Por la noche me tumbé en la arena y quedé hipnotizado contemplando las estrellas y la hermosa luna llena que bañaba el Atlántico con el reflejo de la luz del sol que ella nos brindaba. Pensé que si bien mi viaje por Brasil estaba culminando, el viaje de la Tierra en el cosmos, la travesía astral de esta pequeña formación geológica rodeada de asteroides y constelaciones, comenzaba y recomenzaba cada vez, en un círculo eterno que desconoce el tiempo.

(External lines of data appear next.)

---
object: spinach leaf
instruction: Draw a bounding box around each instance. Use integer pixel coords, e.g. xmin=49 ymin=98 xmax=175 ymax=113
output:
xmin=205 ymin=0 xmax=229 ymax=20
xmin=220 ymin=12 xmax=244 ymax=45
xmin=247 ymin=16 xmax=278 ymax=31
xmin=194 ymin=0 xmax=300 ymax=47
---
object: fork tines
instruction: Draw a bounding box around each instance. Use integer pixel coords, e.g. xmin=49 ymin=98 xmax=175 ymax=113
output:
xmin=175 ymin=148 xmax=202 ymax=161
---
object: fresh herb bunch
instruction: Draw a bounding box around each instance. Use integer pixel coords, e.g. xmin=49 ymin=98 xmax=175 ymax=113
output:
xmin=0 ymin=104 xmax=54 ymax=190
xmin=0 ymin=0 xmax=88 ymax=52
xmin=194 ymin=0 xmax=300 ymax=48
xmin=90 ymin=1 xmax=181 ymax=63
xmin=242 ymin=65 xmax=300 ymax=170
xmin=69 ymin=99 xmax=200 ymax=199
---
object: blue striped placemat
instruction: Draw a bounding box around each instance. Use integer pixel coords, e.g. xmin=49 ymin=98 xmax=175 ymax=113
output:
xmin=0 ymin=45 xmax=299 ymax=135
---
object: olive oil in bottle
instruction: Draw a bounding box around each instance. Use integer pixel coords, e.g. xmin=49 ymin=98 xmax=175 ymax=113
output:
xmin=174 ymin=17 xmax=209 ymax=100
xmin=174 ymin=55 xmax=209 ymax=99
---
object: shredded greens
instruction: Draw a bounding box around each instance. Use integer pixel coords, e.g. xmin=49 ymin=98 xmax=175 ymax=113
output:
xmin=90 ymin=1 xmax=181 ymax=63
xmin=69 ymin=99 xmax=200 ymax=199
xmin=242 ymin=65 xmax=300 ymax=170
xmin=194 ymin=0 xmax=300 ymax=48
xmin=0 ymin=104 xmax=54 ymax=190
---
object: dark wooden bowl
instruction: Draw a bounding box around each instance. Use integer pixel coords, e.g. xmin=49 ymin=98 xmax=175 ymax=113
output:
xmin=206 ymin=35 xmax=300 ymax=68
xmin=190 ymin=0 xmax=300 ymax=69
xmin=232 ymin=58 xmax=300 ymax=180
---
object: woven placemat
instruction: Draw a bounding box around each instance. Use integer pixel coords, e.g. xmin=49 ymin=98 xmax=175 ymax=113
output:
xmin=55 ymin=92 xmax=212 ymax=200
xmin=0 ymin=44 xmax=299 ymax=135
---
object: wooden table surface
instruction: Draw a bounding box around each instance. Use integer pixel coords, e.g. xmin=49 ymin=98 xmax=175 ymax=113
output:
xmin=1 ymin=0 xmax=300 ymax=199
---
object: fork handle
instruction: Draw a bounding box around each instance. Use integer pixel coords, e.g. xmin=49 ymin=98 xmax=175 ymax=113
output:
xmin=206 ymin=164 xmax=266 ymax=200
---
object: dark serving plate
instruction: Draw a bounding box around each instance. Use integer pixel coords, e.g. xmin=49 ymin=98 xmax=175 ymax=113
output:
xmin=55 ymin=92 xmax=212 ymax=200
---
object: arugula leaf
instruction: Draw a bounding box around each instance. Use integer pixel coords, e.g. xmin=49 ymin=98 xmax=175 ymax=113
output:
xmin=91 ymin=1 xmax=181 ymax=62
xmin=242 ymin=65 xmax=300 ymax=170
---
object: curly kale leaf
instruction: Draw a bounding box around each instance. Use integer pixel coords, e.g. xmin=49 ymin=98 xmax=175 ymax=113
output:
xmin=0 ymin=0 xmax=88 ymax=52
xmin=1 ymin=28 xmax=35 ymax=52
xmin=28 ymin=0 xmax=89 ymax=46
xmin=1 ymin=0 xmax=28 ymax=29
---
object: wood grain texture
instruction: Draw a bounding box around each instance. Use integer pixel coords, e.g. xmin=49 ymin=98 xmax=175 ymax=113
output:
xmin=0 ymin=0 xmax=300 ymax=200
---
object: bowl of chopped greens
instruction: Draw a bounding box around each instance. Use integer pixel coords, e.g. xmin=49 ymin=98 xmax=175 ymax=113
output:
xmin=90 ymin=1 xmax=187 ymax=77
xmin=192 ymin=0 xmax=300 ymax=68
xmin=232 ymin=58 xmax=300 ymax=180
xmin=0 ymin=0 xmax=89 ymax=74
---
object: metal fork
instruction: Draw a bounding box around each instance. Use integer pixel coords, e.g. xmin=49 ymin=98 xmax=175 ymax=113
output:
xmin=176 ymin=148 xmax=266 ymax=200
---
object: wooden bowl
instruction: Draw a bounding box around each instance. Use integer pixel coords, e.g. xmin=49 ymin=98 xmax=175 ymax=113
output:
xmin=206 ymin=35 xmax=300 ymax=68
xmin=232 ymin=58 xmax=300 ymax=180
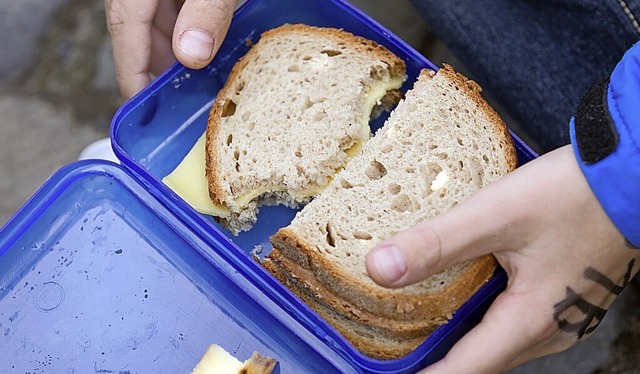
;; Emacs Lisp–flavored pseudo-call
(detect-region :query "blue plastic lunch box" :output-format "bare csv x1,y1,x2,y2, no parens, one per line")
0,0,538,373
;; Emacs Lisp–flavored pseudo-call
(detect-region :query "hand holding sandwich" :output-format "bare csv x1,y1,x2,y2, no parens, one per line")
104,0,236,99
367,145,640,374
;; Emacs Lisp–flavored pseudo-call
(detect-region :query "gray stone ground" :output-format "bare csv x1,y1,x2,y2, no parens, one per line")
0,0,639,372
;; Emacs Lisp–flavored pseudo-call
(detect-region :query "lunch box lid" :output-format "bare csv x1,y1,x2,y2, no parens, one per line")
0,160,362,373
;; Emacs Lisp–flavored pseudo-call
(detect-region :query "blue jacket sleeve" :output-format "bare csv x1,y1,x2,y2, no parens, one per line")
571,41,640,248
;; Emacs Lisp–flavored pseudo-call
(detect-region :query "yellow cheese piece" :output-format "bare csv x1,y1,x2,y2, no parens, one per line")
162,77,404,217
162,134,230,218
352,75,405,155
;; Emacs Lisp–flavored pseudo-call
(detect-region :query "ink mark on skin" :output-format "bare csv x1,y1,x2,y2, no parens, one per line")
553,259,635,339
584,258,634,295
553,287,606,338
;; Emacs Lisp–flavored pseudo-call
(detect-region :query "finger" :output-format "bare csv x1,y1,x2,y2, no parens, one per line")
366,172,527,288
105,0,160,99
148,0,179,76
172,0,236,69
150,24,177,76
154,0,180,39
419,291,557,374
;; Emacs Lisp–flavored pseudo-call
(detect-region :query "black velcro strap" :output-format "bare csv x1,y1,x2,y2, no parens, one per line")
574,77,619,164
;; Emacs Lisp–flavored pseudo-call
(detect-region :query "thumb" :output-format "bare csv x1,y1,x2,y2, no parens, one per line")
365,174,524,288
172,0,236,69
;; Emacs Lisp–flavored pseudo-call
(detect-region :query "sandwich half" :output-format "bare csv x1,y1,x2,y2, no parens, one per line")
205,24,406,234
263,65,518,359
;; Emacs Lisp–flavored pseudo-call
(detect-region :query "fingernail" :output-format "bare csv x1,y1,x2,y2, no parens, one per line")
368,245,407,284
179,29,214,62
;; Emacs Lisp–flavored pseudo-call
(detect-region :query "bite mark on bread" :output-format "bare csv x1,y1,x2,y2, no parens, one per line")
205,24,406,234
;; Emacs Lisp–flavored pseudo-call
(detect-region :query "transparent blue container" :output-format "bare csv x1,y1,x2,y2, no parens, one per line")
0,0,538,373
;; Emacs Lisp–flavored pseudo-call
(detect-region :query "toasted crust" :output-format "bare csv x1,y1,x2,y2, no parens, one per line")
262,258,427,360
261,24,406,78
205,24,407,207
270,228,497,321
267,248,440,339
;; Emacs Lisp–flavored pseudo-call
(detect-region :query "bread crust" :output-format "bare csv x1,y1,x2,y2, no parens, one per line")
270,228,497,321
262,258,427,360
267,248,442,339
435,65,518,173
205,24,407,208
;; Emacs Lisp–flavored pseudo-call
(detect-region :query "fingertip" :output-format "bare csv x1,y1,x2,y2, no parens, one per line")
366,244,408,287
172,0,236,70
175,28,215,69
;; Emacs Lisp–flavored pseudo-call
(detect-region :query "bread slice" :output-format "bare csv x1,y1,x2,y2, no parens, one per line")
264,65,518,359
265,248,442,338
205,24,406,234
262,258,427,359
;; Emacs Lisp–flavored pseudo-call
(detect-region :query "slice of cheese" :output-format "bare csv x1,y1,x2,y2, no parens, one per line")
162,135,230,218
162,78,404,217
191,344,244,373
355,75,405,153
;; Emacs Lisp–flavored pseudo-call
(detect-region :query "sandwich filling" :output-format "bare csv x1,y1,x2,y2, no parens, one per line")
162,76,404,218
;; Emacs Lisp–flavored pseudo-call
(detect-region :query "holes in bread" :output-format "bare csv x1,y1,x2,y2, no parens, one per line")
421,162,443,194
391,194,418,213
287,64,300,72
302,96,314,110
313,110,327,121
428,162,443,174
325,222,337,248
226,134,233,146
388,183,401,195
221,100,237,117
233,149,241,171
321,49,342,57
340,178,353,189
234,81,245,95
337,230,349,241
471,156,485,182
353,230,372,241
369,65,387,80
381,144,393,154
365,159,387,180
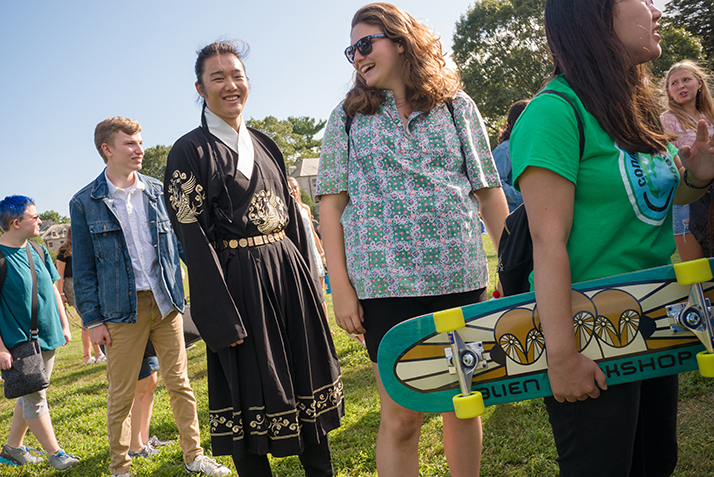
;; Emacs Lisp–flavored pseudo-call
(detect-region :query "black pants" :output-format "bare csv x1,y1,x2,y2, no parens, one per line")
545,375,678,477
232,439,334,477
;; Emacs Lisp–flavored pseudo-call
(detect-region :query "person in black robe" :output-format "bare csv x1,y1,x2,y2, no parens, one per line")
164,40,344,477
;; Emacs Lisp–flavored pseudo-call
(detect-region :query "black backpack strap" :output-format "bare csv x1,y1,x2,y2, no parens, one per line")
445,98,455,120
344,107,353,168
537,89,585,161
345,114,353,136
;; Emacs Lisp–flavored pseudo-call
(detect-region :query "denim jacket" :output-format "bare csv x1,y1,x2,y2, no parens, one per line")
70,170,185,327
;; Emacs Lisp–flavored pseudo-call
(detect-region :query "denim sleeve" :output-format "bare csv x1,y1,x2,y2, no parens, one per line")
69,198,104,327
493,141,523,208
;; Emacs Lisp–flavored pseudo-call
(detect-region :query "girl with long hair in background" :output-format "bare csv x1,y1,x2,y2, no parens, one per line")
661,60,714,258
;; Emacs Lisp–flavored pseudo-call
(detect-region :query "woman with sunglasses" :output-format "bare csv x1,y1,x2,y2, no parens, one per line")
317,3,508,476
510,1,714,475
164,40,344,477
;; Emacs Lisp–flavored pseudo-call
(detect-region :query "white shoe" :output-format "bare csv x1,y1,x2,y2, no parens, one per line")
84,355,96,365
185,455,231,476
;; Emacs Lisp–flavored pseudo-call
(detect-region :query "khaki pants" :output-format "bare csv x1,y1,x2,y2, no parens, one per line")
105,291,202,474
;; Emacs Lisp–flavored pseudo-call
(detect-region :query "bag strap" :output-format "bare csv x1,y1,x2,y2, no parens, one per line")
25,243,39,340
537,89,585,161
0,248,6,297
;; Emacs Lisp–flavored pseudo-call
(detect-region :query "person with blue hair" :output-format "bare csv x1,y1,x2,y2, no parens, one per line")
0,195,79,470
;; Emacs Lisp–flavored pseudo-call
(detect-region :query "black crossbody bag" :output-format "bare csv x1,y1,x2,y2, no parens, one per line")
0,242,51,399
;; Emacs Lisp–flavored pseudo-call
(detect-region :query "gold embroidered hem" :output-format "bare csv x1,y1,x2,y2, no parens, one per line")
209,378,344,443
297,378,344,422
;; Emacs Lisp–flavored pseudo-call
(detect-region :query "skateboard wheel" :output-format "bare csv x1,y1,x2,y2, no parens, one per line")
696,351,714,378
434,308,465,334
453,392,485,419
673,258,713,285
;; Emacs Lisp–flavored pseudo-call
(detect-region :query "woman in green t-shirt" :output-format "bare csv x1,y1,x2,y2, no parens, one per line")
510,0,714,476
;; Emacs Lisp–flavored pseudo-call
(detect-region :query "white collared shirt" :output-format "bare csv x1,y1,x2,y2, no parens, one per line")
204,106,254,179
105,171,172,318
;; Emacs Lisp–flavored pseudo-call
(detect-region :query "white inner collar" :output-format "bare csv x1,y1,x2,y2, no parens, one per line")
204,107,254,180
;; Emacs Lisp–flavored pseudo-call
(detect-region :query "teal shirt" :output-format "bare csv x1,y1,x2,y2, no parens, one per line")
0,243,65,351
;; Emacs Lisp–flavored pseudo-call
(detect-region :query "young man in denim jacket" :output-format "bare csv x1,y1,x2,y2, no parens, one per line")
70,117,231,477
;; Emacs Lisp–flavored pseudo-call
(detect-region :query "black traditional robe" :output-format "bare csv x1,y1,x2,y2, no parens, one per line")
165,116,343,458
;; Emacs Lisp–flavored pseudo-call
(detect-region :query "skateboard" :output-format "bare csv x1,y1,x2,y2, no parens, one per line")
377,258,714,418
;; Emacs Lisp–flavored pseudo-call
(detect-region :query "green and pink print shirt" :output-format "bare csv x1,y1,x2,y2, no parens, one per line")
316,90,500,299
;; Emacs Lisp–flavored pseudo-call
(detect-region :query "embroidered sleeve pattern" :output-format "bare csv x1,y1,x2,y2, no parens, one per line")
167,170,206,224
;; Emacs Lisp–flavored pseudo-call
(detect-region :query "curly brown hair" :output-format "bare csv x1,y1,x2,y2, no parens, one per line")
343,3,461,118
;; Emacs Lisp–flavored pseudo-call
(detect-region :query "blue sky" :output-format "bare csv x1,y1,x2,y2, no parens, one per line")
0,0,666,217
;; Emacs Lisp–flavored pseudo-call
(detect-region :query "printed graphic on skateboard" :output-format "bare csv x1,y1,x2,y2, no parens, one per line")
377,259,714,417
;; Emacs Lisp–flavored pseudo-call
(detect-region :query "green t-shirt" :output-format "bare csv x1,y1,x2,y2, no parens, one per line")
0,243,65,351
510,76,679,284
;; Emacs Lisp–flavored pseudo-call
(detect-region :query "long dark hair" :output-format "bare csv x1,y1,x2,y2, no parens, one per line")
498,100,530,144
343,3,461,117
544,0,674,154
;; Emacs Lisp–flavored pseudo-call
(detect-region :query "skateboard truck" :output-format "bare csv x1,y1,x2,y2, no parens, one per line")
671,258,714,377
444,337,487,380
434,308,486,419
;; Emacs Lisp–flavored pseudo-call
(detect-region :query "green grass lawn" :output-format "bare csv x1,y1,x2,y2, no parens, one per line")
0,236,713,476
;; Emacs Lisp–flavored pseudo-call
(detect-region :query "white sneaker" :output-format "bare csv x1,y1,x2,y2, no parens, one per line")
185,455,231,476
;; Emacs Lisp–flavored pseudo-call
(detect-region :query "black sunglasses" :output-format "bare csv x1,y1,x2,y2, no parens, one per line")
344,33,388,64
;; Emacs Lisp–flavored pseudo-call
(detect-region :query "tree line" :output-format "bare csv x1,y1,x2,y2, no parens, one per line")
454,0,711,144
39,0,710,222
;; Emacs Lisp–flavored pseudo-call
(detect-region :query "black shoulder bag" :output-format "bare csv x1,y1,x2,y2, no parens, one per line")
1,243,51,399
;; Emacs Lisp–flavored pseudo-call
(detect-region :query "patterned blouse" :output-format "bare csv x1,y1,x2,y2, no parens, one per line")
661,112,714,149
316,90,500,299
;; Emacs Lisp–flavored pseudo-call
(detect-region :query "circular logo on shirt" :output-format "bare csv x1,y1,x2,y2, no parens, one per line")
618,144,678,226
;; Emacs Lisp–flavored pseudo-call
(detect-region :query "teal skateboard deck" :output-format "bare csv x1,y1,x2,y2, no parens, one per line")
377,259,714,414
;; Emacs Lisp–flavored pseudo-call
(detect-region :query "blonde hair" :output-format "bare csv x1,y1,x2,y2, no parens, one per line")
662,60,714,131
343,3,462,117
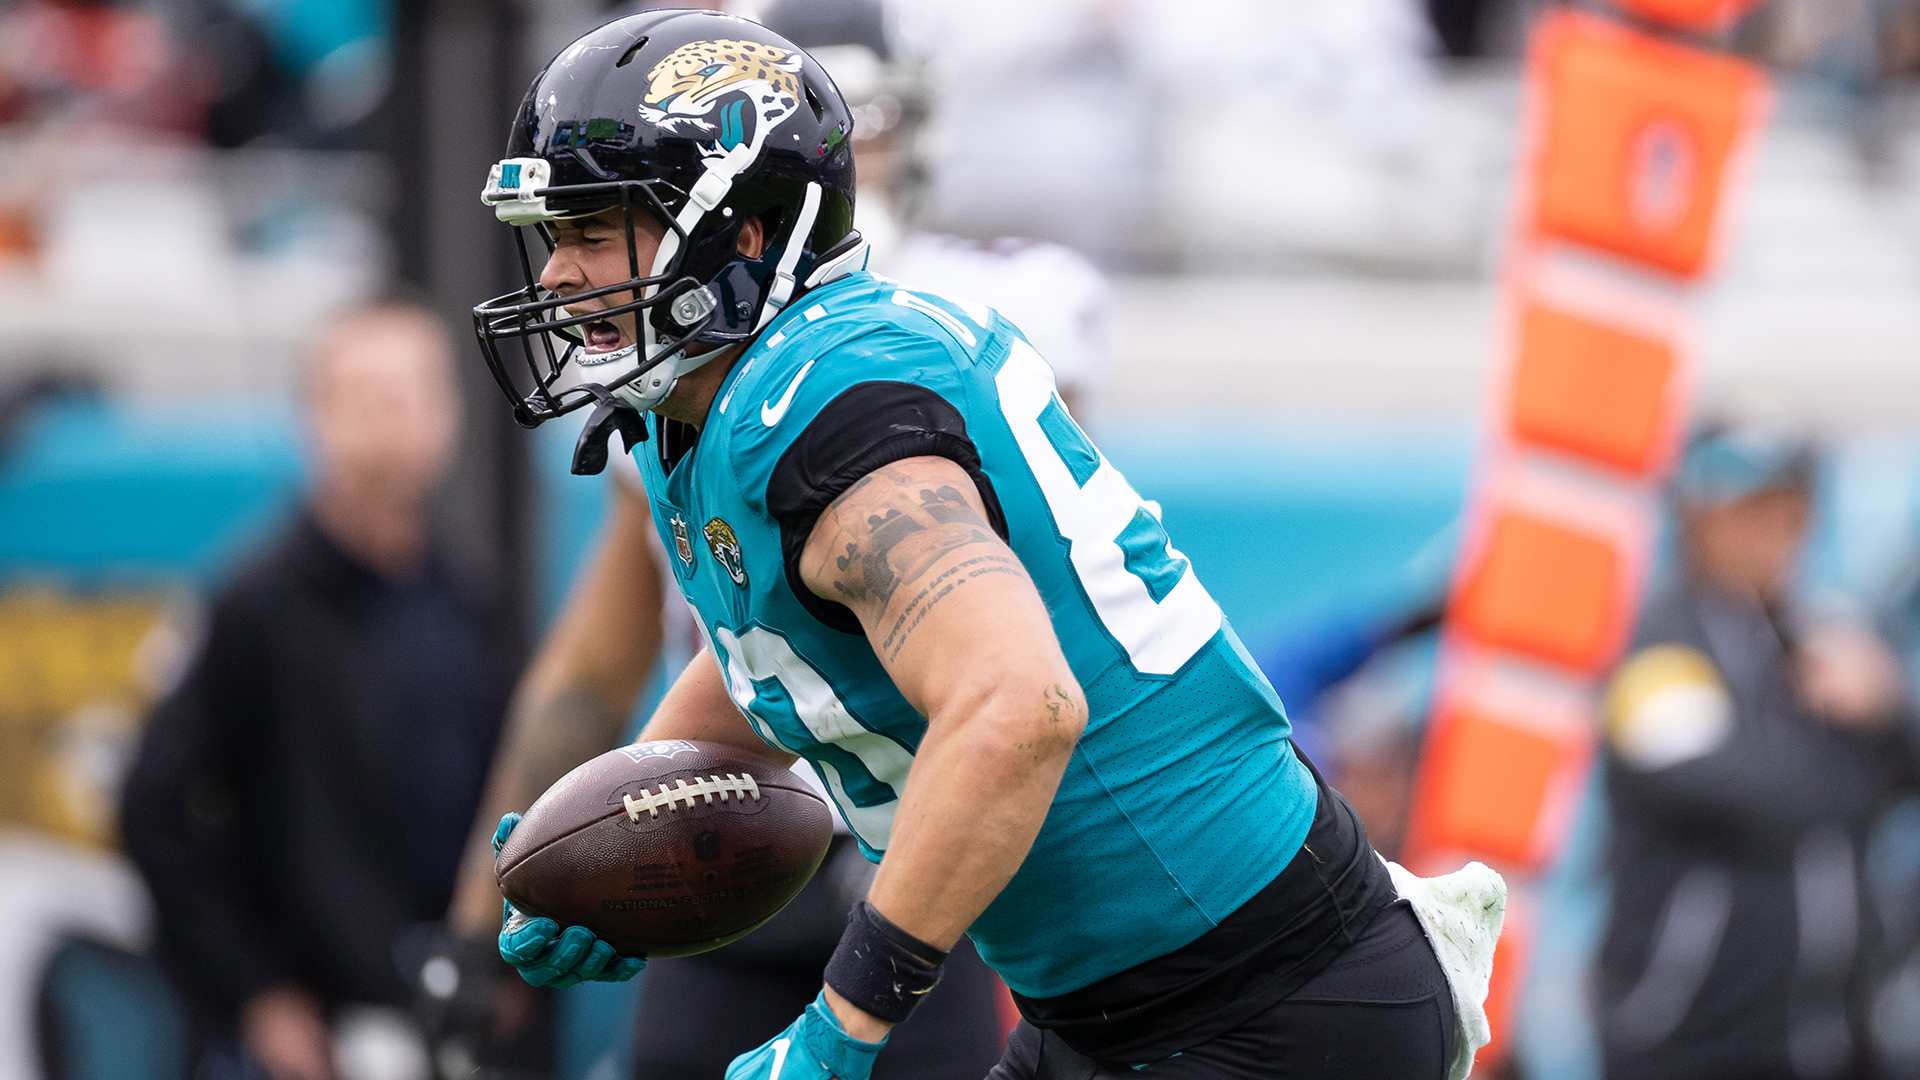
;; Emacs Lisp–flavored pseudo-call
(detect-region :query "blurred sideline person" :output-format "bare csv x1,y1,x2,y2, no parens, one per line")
1259,602,1444,861
122,301,529,1080
443,7,1103,1075
1599,421,1920,1080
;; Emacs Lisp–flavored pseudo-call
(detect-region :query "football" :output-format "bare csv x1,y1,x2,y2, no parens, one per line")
495,738,835,957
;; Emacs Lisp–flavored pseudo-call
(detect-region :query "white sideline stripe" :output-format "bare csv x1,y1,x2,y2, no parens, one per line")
622,773,761,820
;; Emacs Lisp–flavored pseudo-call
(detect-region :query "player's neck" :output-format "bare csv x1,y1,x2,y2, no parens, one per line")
653,346,742,430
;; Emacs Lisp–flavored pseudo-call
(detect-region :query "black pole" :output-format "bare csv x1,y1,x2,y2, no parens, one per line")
390,0,537,644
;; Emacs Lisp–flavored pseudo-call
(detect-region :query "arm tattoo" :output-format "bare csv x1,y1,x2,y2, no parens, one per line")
859,509,927,604
827,478,995,605
1043,684,1077,724
882,554,1021,662
918,485,982,525
813,460,1014,640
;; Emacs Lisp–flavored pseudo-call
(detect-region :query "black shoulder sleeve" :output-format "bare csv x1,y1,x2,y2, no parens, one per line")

Cuando desperté de mi obnubilación cósmica volví a pasar por la nave alienígena. Un hombre de unos 50 años me convidó una banana y se puso a tocar una guitarra criolla a la que le faltaba una cuerda. El individuo sólo tocaba la cuerda más grave del instrumento ("es que me falta una cuerda", se excusaba, desatendiendo la existencia de las otras cuatro que estaban al alcance de su mano), e intentaba interpretar un tema de Simon & Garfunkel. Siempre que llegaba el estribillo ("and here's to you, Mrs. Robinson...") dejaba de tocar y se ponía a explicar la historia de la banda, o hacía referencia a las notas que ejecutaba con su contrabaixo ("contrabajo", de esa manera llamaba a su guitarra). Luego comunicó que Yoko Ono y John Lennon habían visitado Arembepe (dato inverosímil) y continuó su concierto de canciones inconclusas. Al verme con el violín me obligaron a tocar, tarea sumo difícil debido a la imposibilidad de llegar a un común acuerdo con el hombre en algo tan elemental como la afinación. De todos modos, a duras penas toqué unos temas (había un semitono de diferencia entre la afinación del violín y la de la guitarra) para no parecer grosero -al fin y al cabo, me habían convidado una banana- y volví caminando a lo de Tony.


Algo decepcionado con esa imagen de un hippismo decadente, pasé a corroborar que todo estuviera OK en mi carpa y caminé hasta el centro del pueblo para buscar algo de comer. Quería reservar los 10 reales que me quedaban para la jornada de aeropuertos que me aguardaba al día siguiente, por lo que busqué un lugar donde tocar el violín. Las dos playas principales, muy próximas entre sí, se encontraban colmadas de gente y todos los locales estaban abiertos - muchos con música en vivo. Decidí tocar junto a una gran fila de personas que se renovaba continuamente para comprar beijús (algo así como panqueques de mandioca). Empecé a violinear y al rato una nena se me acercó y me ofreció un beijú de queso y un vaso de guaraná. A unos metros, conservando su lugar en la fila, el padre que me había enviado el obsequio me saludó amigablemente. Me detuve a comer y ver la gente pasar, luego toqué un rato más y me puse a hacer la fila. Con el dinero que había hecho de gorra me compré un beijú a los cuatro quesos (una bomba) y una cerveja y me senté en una mesa a escudriñar a los transeúntes. Sabía que un amigo de mi padre debía estar en ese momento en Arembepe, pero había demasiada gente en la calle... En un momento lo vi aparecer entre la multitud y le grité. Nos abrazamos y nos dijimos "¡mirá dónde te vengo a encontrar, boludo!". Inconscientemente, nuestros caminos se cruzaban a más de 3000 kilómetros de casa...

Manucho me contó que había visitado Arembepe en 1989, y que el cambio era monstruoso. "En esa época todos los caminos eran de tierra, apenas si había luz eléctrica..." me contó. En su semblante se percibía cierta nostalgia por ese pasado enterrado bajo las suelas de la modernidad.

Al otro día repetí más o menos la misma rutina: coqueros, sombra, playa, arena, olas, brisa, cielo. Una despedida de Brasil a puro acarajé y playa relativamente solitaria. Concentré mis energías en sentir el océano abrazando mi cuerpo por última vez hasta quién sabía cuándo...


MINI EPÍLOGO INTERCONTINENTAL

Más tarde, en el aeropuerto de Salvador de Bahía, estaba tocando el violín y un muchacho me tiró un puñado importante de monedas de varios tamaños diferentes. Eran euros, 6 en total. El viaje, ¿es siempre el mismo?